Fabio estaba perdido ¿estaría en un sueño?, poco a poco la ansiedad lo atrapó y su cuerpo entero se tensionó hasta el punto de paralizarse. Los ojos estáticos, ningún parpadeo, con la vista a la pared de su cuarto. Intentó estirar sus piernas y acostarse, pero le fue imposible. Quiso despegar sus manos de su cabeza y hacer algo para escapar de aquel estado, pero no pudo. Probó gritar con todas las fuerzas, pero nada, sus labios resecos estaban inmóviles. Solo sentía que algo, tal vez espiritual o simplemente mental, se desprendía con mucho esfuerzo de su cuerpo y más tarde, tipos anónimos y aterradores se le acercaban. Luego, su corazón palpitaba espantosamente, como si en algún momento se desprendería del cuerpo. Hasta que, de súbito, sus ojos se abrieron y se encontró acostado en la cama bajo las cobijas, con su mirada hacia el techo, como si nada hubiese ocurrido, excepto la posición de su cuerpo que había cambiado.
La luna seguía en la diminuta ventana de la habitación y, no pasaron más de dos minutos, para que él tome conciencia de que los síntomas anteriores se aproximaban inevitables. Quiso correr hasta sus padres, pero cayó en segundos al piso e ingresó al estado extraño lleno de tensión, temor y ansiedad; allí permaneció un minuto que pareció una eternidad y el insomnio se tornaba infinito al despertar.

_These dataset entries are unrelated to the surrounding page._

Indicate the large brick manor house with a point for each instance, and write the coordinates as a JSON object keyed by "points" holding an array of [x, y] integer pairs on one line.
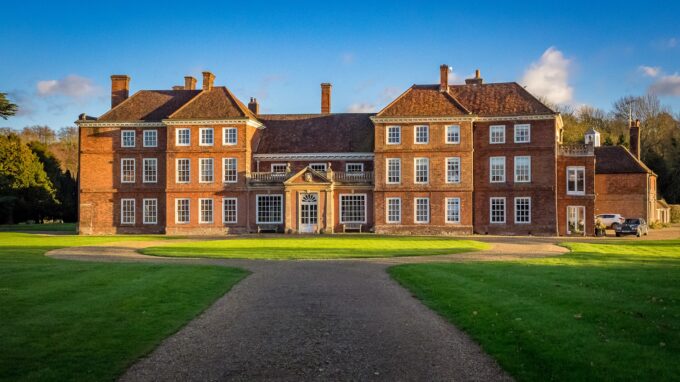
{"points": [[439, 159]]}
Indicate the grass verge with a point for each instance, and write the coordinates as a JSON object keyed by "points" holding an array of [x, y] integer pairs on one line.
{"points": [[318, 247], [607, 311], [70, 320]]}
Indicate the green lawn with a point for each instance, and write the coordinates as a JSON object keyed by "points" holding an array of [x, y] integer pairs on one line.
{"points": [[70, 320], [50, 227], [603, 312], [318, 247]]}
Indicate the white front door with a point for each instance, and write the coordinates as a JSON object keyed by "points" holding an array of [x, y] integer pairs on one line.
{"points": [[309, 203], [576, 220]]}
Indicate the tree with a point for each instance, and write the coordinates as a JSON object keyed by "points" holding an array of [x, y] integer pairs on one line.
{"points": [[25, 189], [7, 108]]}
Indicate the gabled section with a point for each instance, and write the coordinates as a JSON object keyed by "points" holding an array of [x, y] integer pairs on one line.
{"points": [[308, 176], [424, 101], [149, 105], [215, 103]]}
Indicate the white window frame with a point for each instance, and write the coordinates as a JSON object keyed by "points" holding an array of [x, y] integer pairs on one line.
{"points": [[446, 173], [491, 134], [415, 134], [387, 135], [224, 170], [225, 134], [505, 209], [415, 170], [340, 209], [518, 198], [446, 210], [134, 170], [177, 135], [200, 211], [144, 174], [415, 210], [257, 208], [200, 170], [224, 216], [522, 126], [177, 160], [152, 132], [491, 175], [122, 212], [122, 138], [456, 129], [144, 215], [516, 160], [285, 167], [387, 210], [177, 221], [576, 169], [200, 136], [325, 166], [387, 170], [347, 165]]}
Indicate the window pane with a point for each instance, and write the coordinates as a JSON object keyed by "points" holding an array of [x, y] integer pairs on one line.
{"points": [[352, 208]]}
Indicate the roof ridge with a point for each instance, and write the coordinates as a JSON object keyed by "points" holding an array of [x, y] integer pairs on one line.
{"points": [[200, 93]]}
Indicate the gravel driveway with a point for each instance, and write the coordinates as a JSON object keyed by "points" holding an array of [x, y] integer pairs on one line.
{"points": [[315, 320]]}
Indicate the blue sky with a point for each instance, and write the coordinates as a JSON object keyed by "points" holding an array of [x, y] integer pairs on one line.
{"points": [[57, 57]]}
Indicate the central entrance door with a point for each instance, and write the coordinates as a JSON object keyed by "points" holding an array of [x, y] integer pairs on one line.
{"points": [[576, 220], [309, 207]]}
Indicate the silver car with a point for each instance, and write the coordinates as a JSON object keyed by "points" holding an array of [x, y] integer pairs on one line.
{"points": [[637, 227]]}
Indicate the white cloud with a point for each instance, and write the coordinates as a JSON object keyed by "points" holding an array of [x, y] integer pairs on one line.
{"points": [[549, 77], [650, 71], [361, 108], [667, 85], [70, 86]]}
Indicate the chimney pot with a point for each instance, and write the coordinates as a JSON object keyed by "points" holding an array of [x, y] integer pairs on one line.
{"points": [[635, 138], [120, 89], [254, 106], [444, 78], [326, 98], [208, 80], [189, 83]]}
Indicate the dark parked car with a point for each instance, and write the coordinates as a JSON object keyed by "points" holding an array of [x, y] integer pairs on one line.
{"points": [[637, 227]]}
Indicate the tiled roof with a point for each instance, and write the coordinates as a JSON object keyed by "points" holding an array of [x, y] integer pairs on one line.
{"points": [[149, 105], [499, 99], [216, 103], [421, 101], [618, 160], [316, 133], [495, 99]]}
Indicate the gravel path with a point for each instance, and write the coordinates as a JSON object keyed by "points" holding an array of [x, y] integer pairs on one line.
{"points": [[316, 320]]}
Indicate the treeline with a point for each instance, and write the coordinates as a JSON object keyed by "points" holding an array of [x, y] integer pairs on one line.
{"points": [[38, 167], [659, 135]]}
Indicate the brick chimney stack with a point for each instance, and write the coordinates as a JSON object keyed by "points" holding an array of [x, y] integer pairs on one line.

Mientras Miguel se conducía al departamento en su motocicleta, un recuerdo revoloteaba sin cesar. Había disminuido la aguja del velocímetro porque si avanzaba rápido, de seguro un accidente inminente lo esperaría. Al interior del casco se veían sus ojos desorientados y perdidos, como si las manos pegadas al manubrio se condujeran solas. Eran ya las cuatro de la tarde y aun no arribaba al departamento, pues la lentitud de su motocicleta hizo que el viaje durara más del doble. En la mañana, al dirigirse a la mansión de los Albani, apenas demoró media hora. El pensamiento era el culpable. Una onda enorme que se esparcía por todos lados y que al llegar al centro de su memoria se levantaba un rostro con una mirada embriagadora y profunda, como si al verla quitase la fuerza del cuerpo y lo hiciera caer de bruces ante sus pies. Y, aun así, giraba y giraba hasta enloquecer al dueño del recuerdo.
La ansiedad de Miguel crecía con mayor rapidez hasta que logró estacionar su motocicleta y dirigirse con un rostro pálido, débil y sudoroso al departamento. Cayó rendido al sofá, sus brazos se abrieron y tocaron el piso, abrió la boca y cerró los ojos. Como era de esperarse, apareció Sofía en las ondas que golpeaban el centro de su memoria. Al principio eran blancas, luego se tornaron negras. En poco tiempo, Sofía desapareció de su mente y sus músculos se tensaron, como si un calambre devastador cubriera todo su cuerpo y lo quebrara flexible en la mitad. Había aguas oscuras que golpeaban su nariz, agua salada que tragaba y monstruos submarinos hambrientos de él. Tanto tiempo inmóvil y rodeado de ese tipo de seres que pensó en el fin de su vida. Tomó la calma y dijo: hasta aquí llegué. Pero al abrir sus ojos todo estaba en paz. La calma invadía la sala de estar, pero en un instante, el golpe de las ondas, surgió con mayor intensidad y el cuerpo una vez más se tensó. Los seres tenebrosos aun andaban por allí y giraban y giraban alrededor de su cuerpo. Un enorme desierto se abría al fondo de su sueño y el calor era insoportable.